ASIC has warned credit providers and debt management firms that it will spend the coming months taking strong, targeted action against predatory lending, high-cost credit and misconduct affectiing consumers in financial difficulty.
The warning comes after a recently released enforcement and regulatory update highlighted over $30 million in civil penalties secured by ASIC, as well as the commencement and finalisation of court proceedings against credit providers in the first quarter of 2023.
ASIC’s enforcement actions for the quarter include launching its first court proceedings in relation to alleged greenwashing conduct from Mercer Superannuation (Australia) Limited.
ASIC alleged Mercer was making misleading statements about the sustainable nature and characteristics of some of its superannuation investment options. The proceedings follow the issuing of over $140,000 in infringement notices in the past six months in response to concerns about alleged greenwashing.
The financial services regulator was also successful in its case against ANZ Banking Group for breaching the National Credit Act. This resulted in ANZ receiving a $10m penalty over its Home Loan Introducer Program.
ASIC also secured a $15m penalty against GetSwift – the largest penalty levied to date against a company for breaching continuous disclosure obligations – and addressed disclosure and governance failures with court proceedings against TerraCom and the former Freedom Foods Group.
ASIC deputy chair Sarah Court (pictured above) said that ASIC was continuing to sharpen its focus on credit providers and debt management firms, including unlicensed or “fringe” entities.
“Credit providers and debt management firms that look to take advantage of vulnerable consumers are in our sights and we expect further action in the coming months against operators in this area,” Court said.
“ASIC’s enforcement action against predatory lending is not limited to court action. We will continue to use our full suite of powers to protect consumers looking to access credit.”
Court said this could include a stop order for breaching the financial product design and distribution requirements, or a warning to the company directly via monitoring and surveillance programs.

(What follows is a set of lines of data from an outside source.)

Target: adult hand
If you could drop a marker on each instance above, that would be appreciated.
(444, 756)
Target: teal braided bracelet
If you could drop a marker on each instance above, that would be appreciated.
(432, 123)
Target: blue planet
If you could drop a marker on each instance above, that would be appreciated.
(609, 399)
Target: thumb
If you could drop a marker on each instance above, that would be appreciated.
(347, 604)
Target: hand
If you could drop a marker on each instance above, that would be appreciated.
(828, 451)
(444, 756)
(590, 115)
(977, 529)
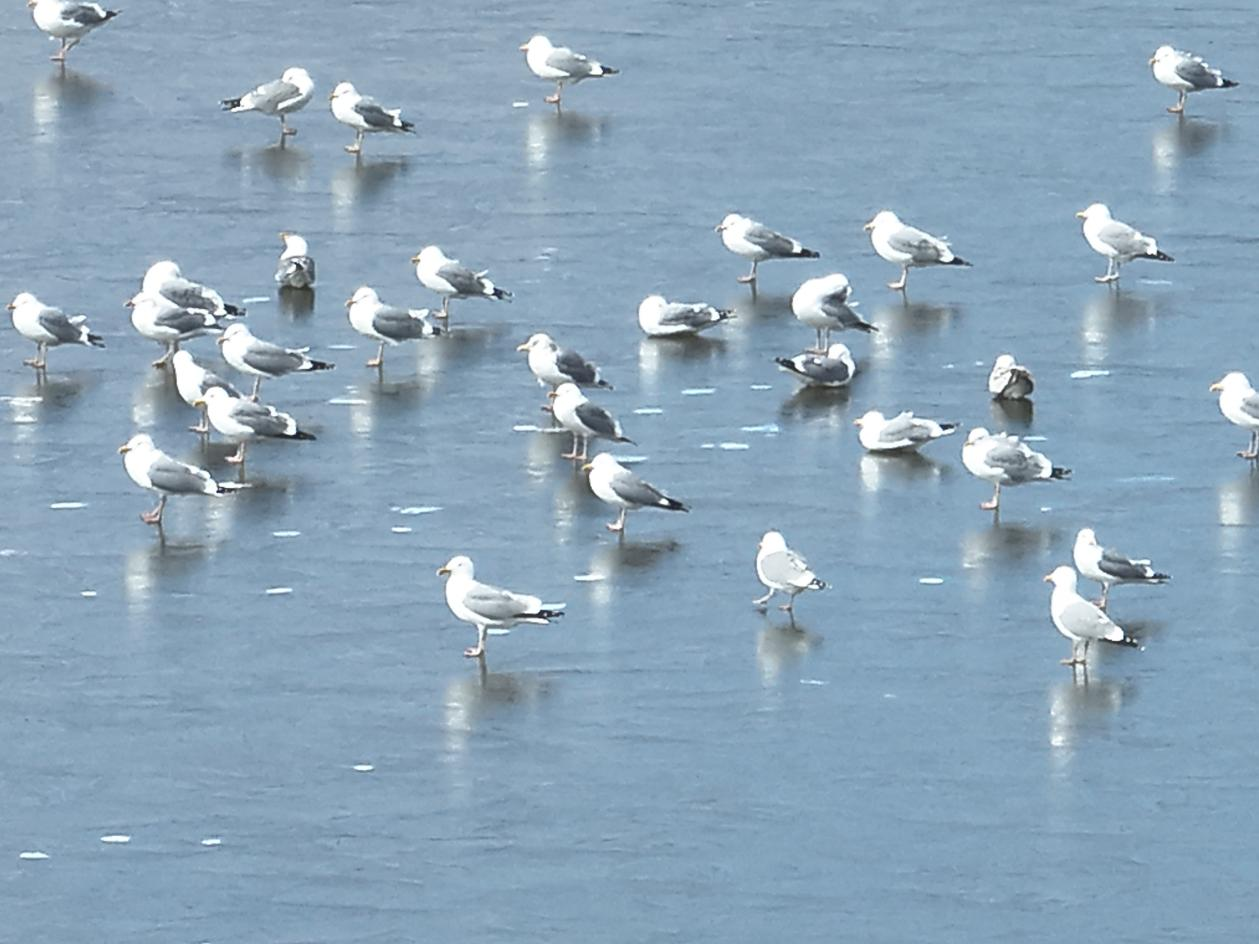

“In the first quarter of 2023, ClearLoans was ordered to pay more than $6m in penalties for failing to act efficiently, honestly and fairly when dealing with debtors in financial hardship as well as other misconduct,” she said.
“ASIC also took action against credit provider Green County and issued stop orders on several credit products, including a credit for rent product.’
ASIC said its case against TerraCom marked the first time the regulator had taken action alleging breaches of whistleblower protection laws.
“The enforcement outcomes of the last quarter reflect that we will not hesitate to take swift action where we see misconduct that harms consumers or undermines market integrity. Where appropriate, we will also test new areas of the law, as we are doing with our greenwashing and whistleblower cases,” said Court.
ASIC said that, in addition to enforcement action, it was providing guidance to the industry to help companies better comply with their obligations and deliver better outcomes for consumers.
Meanwhile, ASIC published its Indigenous Financial Services Framework in February to support positive financial outcomes for First Nations people.
ASIC also provided a final update on compensation for consumers who suffered loss or detriment because of fees for no service misconduct or non-compliant advice. ASIC said six of Australia’s largest banks and financial institutions paid or offered a total of over $4.7bn to affected customers over the eight years that ASIC monitored the remediation programs.